Here is my attempt for $p\ge 1$: Let $\varepsilon>0$ and define $A_{n,\varepsilon}=\lbrace x: \vert f_n(x)-f(x) \vert \ge \varepsilon\rbrace$. I want to show $\mu (A_{n,\varepsilon})\to 0$. $\Vert f_n-f \Vert_p=\left(\int _X \vert f_n-f\vert ^p\right)^{1/p}\ge \left(\int _{A_{n,\varepsilon}}\vert f_n-f\vert ^p\right)^{1/p}\ge \varepsilon \mu (A_{n,\varepsilon})^{1/p}$ so that $\mu (A_{n,\varepsilon})\le \left(\frac{\Vert f_n-f\Vert_p }{\varepsilon}\right)^{p}$ and the RHS tends to $0$ as $f_n\to f$ in the $L^p$ norm.
How can I deal with the case $p=\infty$?
Best Answer
The case $p = \infty$ is the simplest since $\|f_n-f\|_{\infty} < \epsilon$ means that $|f_n-f|$ is less than $\epsilon$ almost everywhere, and therefore $\mu\big(|f_n-f|\ge\epsilon\big) = 0$.

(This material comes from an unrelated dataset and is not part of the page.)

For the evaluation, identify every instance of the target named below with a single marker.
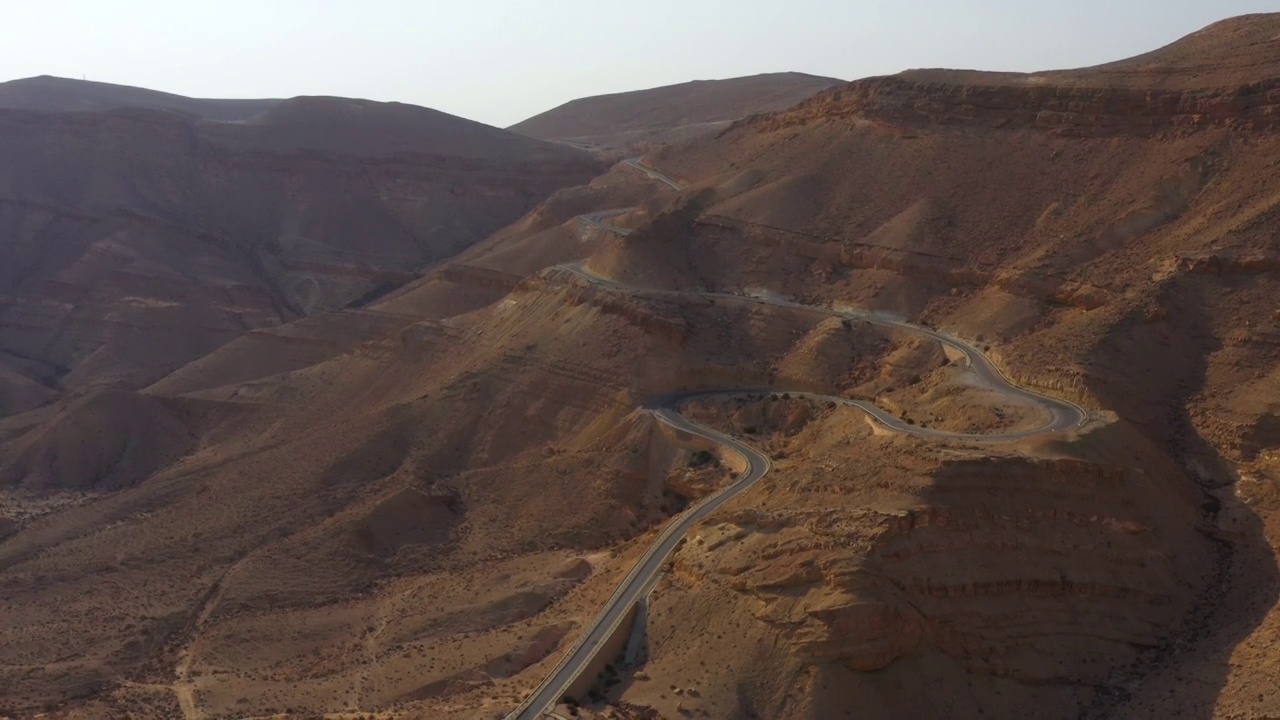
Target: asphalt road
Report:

If $1\le p < \infty$, you can use Tchebychev's inequality: $$ \mu\big(|f_n-f|\ge\epsilon\big) = \mu\big(|f_n-f|^p\ge\epsilon^p\big) \le \frac{1}{\epsilon^p}\int|f_n-f|^p\,d\mu = \frac{1}{\epsilon^p}\|f_n-f\|_p^p, $$ where the last expression can be made arbitrarily small by taking $n$ sufficiently large.